Pour certaines personnes, le formulaire long, distribué au Canada lors des recensements, est une atteinte à la vie privée. Ignorant son utilité d’un point de vue statistique, le premier Ministre Stephen Harper a tout simplement décidé de l’abolir, rendant du fait même passablement moins précis le recensement à venir. Et il est maintenant impossible de revenir en arrière.

 26 juin 2010: Stephen Harper annonce que l’obligation de remplir le formulaire long, pour ceux qui le recoivent, sera levée. Il était en effet obligatoire de le remplir, sans quoi on pouvait (en théorie) aller en prison. En théorie, car il n’y a jamais eu aucune comdamnation à ce sujet.

 Les partis de l’opposition se sont vite opposés à cette décision, de même que différents groupes, tels les professionels de la santé. Le brassage médiatique a d’ailleurs forcé la démission du directeur de Statistique Canada, monsieur Munir Sheikh. Mais pas question pour Harper de revenir sur sa décision.

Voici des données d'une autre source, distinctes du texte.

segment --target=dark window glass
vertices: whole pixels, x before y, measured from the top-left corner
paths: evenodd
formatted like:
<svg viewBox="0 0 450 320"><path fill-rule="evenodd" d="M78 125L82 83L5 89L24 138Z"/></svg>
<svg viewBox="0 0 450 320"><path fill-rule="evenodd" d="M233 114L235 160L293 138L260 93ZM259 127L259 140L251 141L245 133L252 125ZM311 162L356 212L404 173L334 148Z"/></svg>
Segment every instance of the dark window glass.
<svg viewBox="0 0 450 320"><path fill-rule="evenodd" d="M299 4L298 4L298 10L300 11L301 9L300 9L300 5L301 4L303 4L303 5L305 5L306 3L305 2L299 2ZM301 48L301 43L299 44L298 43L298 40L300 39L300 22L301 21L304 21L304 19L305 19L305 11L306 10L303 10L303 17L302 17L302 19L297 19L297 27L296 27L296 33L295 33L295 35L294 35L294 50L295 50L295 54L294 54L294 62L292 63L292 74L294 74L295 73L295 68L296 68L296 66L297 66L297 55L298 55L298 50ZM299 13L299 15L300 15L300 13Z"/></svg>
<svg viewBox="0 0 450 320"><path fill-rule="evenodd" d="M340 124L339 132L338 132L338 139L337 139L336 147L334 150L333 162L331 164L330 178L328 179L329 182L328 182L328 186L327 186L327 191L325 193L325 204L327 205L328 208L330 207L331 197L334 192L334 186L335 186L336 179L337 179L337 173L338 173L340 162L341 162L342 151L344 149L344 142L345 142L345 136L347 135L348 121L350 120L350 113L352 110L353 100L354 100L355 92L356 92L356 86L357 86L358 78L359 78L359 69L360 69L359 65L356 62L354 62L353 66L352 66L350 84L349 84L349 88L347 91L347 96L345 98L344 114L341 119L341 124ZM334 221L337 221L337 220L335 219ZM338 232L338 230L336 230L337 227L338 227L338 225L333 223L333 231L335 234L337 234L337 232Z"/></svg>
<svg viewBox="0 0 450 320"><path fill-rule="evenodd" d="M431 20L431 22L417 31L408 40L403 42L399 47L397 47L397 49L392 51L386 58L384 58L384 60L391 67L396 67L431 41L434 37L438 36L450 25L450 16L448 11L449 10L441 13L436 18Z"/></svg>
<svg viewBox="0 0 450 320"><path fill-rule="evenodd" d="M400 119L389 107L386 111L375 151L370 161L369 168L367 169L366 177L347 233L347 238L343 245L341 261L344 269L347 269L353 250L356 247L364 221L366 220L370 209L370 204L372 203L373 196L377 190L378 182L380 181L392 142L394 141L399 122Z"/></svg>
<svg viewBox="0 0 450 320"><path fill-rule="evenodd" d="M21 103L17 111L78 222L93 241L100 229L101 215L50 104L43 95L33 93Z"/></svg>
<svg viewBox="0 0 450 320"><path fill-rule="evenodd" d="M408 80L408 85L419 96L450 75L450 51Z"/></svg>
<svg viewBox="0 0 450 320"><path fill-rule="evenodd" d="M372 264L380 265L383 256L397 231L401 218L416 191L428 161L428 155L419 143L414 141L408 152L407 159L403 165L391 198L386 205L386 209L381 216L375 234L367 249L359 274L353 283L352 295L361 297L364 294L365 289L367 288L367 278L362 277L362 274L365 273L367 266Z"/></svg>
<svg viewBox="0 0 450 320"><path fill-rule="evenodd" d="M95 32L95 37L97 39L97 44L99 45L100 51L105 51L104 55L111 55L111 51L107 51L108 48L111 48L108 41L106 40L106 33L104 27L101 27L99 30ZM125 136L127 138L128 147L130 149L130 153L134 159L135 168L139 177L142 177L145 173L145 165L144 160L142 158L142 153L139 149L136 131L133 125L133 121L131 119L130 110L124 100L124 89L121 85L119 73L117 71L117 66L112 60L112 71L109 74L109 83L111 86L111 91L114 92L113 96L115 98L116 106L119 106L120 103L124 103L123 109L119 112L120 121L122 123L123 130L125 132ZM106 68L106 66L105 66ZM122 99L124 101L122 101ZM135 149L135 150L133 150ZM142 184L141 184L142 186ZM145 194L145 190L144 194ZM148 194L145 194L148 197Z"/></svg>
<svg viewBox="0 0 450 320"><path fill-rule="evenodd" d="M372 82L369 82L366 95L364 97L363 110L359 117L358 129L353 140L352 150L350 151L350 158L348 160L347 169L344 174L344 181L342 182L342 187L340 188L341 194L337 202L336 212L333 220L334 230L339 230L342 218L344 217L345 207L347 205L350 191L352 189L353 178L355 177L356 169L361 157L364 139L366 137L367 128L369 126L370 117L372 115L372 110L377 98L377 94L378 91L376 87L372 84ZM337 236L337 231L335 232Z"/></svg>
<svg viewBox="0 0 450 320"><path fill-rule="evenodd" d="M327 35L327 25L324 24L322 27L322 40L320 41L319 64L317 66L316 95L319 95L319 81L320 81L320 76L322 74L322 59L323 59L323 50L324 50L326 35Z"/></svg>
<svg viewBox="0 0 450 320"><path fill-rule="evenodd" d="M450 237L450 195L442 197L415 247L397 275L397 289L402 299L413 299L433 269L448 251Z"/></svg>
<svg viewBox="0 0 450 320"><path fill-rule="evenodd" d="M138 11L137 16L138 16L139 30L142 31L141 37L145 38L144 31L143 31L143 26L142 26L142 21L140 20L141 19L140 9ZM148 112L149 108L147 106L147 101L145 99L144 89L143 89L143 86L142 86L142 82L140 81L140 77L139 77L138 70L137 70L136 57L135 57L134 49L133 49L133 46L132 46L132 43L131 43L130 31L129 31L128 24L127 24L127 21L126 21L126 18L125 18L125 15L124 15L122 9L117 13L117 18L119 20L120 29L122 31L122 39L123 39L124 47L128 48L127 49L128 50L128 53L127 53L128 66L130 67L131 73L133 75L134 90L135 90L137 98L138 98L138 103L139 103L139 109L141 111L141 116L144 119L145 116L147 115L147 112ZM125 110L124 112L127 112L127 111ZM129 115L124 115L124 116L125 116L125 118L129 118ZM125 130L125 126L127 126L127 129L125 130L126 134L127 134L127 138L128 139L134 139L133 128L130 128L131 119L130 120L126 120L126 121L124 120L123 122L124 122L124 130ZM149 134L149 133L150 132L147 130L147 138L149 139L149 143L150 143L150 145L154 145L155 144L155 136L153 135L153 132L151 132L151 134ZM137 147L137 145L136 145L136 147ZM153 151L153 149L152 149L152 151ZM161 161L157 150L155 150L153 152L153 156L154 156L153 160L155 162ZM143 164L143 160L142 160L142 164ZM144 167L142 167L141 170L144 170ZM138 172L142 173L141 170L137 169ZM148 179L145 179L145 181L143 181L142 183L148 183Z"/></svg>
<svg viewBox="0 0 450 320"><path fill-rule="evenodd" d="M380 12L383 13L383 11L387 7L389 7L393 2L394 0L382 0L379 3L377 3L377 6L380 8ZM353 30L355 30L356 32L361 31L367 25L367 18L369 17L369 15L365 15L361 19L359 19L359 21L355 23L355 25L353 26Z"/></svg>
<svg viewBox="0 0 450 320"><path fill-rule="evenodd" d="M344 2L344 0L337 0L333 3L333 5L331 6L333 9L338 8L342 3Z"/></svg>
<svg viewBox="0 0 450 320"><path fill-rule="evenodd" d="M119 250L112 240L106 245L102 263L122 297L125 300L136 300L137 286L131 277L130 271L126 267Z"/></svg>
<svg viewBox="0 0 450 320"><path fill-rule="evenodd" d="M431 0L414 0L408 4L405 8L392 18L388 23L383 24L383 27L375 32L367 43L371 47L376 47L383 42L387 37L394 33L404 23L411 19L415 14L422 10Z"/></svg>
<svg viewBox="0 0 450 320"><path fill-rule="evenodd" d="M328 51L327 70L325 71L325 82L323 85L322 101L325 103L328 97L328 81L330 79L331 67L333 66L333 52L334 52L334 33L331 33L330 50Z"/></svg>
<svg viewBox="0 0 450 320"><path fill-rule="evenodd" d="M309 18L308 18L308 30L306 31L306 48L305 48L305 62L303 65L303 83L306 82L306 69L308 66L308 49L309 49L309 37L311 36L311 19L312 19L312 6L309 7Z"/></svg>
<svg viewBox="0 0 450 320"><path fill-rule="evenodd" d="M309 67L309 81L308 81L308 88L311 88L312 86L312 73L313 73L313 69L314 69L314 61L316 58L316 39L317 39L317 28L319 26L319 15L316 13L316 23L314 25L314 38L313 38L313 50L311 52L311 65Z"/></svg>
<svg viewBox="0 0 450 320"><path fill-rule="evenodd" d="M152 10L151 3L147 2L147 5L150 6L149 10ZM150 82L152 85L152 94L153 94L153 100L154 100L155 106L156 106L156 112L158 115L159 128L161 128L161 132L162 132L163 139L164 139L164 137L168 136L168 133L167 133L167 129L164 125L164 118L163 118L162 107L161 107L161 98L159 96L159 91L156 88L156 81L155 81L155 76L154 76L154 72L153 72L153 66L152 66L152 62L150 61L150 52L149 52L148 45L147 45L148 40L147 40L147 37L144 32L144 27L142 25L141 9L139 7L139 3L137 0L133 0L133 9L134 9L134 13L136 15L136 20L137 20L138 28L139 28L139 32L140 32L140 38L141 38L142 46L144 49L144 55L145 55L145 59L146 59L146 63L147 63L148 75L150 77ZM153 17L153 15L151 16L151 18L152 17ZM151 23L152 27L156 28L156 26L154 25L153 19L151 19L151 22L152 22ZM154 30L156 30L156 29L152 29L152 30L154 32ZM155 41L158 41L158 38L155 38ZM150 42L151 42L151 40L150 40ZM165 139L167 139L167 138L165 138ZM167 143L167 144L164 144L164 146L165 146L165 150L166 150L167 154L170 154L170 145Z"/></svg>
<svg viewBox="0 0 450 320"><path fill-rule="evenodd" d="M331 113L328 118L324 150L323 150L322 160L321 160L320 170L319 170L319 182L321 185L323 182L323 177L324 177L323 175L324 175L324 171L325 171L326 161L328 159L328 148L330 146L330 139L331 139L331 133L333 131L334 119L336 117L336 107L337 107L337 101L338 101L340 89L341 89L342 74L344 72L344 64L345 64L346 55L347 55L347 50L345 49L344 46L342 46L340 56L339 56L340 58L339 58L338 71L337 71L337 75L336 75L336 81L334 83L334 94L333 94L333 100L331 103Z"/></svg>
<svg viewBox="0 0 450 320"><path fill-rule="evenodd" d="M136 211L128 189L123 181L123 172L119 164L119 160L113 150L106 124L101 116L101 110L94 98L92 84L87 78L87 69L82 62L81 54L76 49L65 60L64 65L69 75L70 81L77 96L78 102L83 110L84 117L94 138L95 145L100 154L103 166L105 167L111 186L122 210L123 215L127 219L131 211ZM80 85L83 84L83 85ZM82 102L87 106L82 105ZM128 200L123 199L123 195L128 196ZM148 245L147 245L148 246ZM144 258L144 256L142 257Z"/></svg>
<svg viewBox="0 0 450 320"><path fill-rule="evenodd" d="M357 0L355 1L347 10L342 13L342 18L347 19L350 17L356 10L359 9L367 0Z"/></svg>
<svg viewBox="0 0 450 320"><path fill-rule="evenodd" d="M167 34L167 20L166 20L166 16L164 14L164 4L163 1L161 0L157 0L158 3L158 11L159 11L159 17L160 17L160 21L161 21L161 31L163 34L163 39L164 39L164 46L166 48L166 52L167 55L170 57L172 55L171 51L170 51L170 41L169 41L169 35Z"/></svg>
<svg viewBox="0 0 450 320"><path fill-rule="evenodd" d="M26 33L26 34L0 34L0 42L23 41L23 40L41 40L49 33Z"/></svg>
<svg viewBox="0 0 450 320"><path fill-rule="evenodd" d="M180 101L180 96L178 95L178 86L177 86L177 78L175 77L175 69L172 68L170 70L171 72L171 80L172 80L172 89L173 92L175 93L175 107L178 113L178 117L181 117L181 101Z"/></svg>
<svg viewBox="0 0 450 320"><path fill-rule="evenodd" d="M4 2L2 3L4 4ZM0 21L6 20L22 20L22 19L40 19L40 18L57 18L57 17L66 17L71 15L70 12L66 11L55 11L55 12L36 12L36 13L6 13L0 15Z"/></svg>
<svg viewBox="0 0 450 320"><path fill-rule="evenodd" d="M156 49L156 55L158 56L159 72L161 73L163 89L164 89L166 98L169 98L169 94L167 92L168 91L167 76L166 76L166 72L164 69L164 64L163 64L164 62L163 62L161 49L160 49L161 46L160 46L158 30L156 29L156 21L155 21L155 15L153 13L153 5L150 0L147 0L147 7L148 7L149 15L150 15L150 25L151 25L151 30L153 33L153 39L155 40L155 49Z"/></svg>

 Dans un document daté du 25 août, le directeur du recensement 2011, Marc Hamel, affirme qu’il n’y aura bien pas de formulaire long au prochain recensement. Les raisons? Les travaux sur ce formulaire à Statistique Canada ont cessé le 20 mai, plus d’un mois avant l’annonce de la décision. De plus, les formulaires ont été envoyés chez l’imprimeur le 9 août, et il serait trop tard pour revenir en arrière.

 Cela laisse à penser que M. Harper préfère cacher des choses, afin de gagner du temps, que d’assumer pleinement ses décisions, furent-elles controversées. Il peut ainsi plaider l’innocence: «Il est trop tard pour faire quoi que ce soit, désolé. Je n’y peux rien.» Harper rejette la responsabilité sur des événements qu’il a déclenchés de son plein gré, tout en laissant croire qu’il n’y peut rien.

 La conséquence de ces gestes est très grave. Un formulaire long de ce genre donnait des informations précieuses à de diverses organisations. Les médecins, par exemple, affirment que leurs campagnes de sensibilisation seront moins efficaces, puisqu’elles s’adresseront à un public qu’ils ne connaissent pas vraiment.

 De plus, il est assez difficile de trouver un vrai problème de vie privée dans ce formulaire long. Les questions posées (ethnicité, langue parlée à la maison, éducation, revenu, etc), sont certes confidentielles, mais seront diluées parmis environ 6 millions d’autres, et ne seront scrutées à leur niveau individuel que par des employés du gouvernement, travaillant à des milliers de kilomètres, dans la plupart des cas, du lieu d’habitation de la personne qui les a fournies. Plutôt que de privilégier l’intégrité des renseignements de Statistique Canada, le parti Conservateur a préféré donner raison à la minorité qui se plaignait d’une soit-disante atteinte à leur vie privée. Même en admettant qu’il y a une inégalité, dans le sens où certaines personnes ont à révéler plus d’informations que d’autres, cette inégalité est juste car elle profite à la population au complet.

 

 Tout n’est pas perdu, cependant: il sera possible de remplir un formulaire sur une base volontaire. Aucune indication sur son contenu pour l’instant. Quoi qu’il en soit, une chose est sûre: le fait que ce soit volontaire assurera un taux de participation assez faible, ce qui nous garantit un recensement 2011 de médiocre qualité.